Self-Portrait with Cigarette, 1880
Henri-Edmond Cross French master neo-Impressionist painter, printmaker and anarchist was born Henri-Edmond-Joseph Delacroix in Douai, a commune in the Nord département in northern France on 20th of May 1856. He had no surviving siblings. His parents were French adventurer Alcide Delacroix and an English mother Fanny Woollett.
In order to distinguish himself from the painter Eugène Delacroix, Henri changed his name in 1881, shortening and Anglicizing his birth name to "Henri Cross".
In 1865 the family moved near Lille, a northern French city close to the Belgian border. Alcide's cousin, Dr. Auguste Soins, recognized Henri's artistic talent and was very supportive of his artistic inclinations, even financing the boy's first drawing instructions under painter Carolus-Duran the following year. Henri was Duran's protégé for a year. His studies continued for a short time in Paris in 1875 with François Bonvin before returning to Lille. He studied at the École des Beaux-Arts and in 1878, he enrolled at the Écoles Académiques de Dessin et d'Architecture, studying for three years in the studio of Alphonse Colas. His art education continued, under fellow Douai artist Émile Dupont-Zipcy, after moving to Paris in 1881.

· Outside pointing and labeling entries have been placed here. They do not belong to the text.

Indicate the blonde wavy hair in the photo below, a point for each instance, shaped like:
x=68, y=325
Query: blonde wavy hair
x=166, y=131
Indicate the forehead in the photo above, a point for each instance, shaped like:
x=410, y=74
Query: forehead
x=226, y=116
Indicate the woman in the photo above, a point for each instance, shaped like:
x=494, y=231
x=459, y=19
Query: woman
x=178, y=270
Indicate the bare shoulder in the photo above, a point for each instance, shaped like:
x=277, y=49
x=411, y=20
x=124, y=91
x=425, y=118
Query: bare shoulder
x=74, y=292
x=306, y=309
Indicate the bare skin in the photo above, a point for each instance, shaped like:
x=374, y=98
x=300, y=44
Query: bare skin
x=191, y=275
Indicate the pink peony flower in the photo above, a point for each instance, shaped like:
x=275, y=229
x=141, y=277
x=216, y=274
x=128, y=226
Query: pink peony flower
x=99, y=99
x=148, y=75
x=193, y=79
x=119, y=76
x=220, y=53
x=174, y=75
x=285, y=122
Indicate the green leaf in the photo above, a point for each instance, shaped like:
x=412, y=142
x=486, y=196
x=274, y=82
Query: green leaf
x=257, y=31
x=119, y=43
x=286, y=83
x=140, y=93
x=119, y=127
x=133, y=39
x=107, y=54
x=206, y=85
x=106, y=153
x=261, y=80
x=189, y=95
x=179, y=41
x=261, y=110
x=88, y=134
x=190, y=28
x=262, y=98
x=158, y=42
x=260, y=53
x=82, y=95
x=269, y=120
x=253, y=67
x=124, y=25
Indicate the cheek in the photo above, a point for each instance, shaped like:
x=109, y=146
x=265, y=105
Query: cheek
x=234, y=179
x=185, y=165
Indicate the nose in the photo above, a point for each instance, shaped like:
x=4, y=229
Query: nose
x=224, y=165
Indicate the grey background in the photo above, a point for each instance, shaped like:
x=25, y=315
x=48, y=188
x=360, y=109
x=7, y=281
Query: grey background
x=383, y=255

Henri Edmond Cross regularly exhibited at the Paris Salon. Cross' early work was characterised by his use of dark, heavy colours, which became brighter under Claude Monet and Georges Seurat's influence.
In 1884, he founded the "Salon des Indépendants" together with Paul Signac and George Seurat and which consisted of artists displeased with the practices of the official Salon, and presented unjuried exhibitions without prizes.There he met and became friends with many artists involved in the Neo-Impressionist movement, including Georges Seurat, Albert Dubois-Pillet, and Charles Angrand.
Despite his association with the Neo-Impressionists, Cross did not adopt their style for many years. His work continued to manifest influences such as Jules Bastien-Lepage and Édouard Manet, as well as the Impressionists.The change from his early, somber, Realist work was gradual. His color palette became lighter and he worked en plein air, he painted in the brighter colors of Impressionism. In the latter part of the 1880s, he painted pure landscapes which showed the influence of Claude Monet and Camille Pissarro.
In about 1886, attempting again to differentiate himself from another French artist – this time, Henri Cros – he again changed his name, finally adopting "Henri-Edmond Cross". .
Around 1890, Henri-Edmond Cross' painting became discernible because of his unique use of the Neo-impressionist Pointillist style. The artist's landscapes, nudes and portraits were characterised by generous brush strokes and bright, clear colours.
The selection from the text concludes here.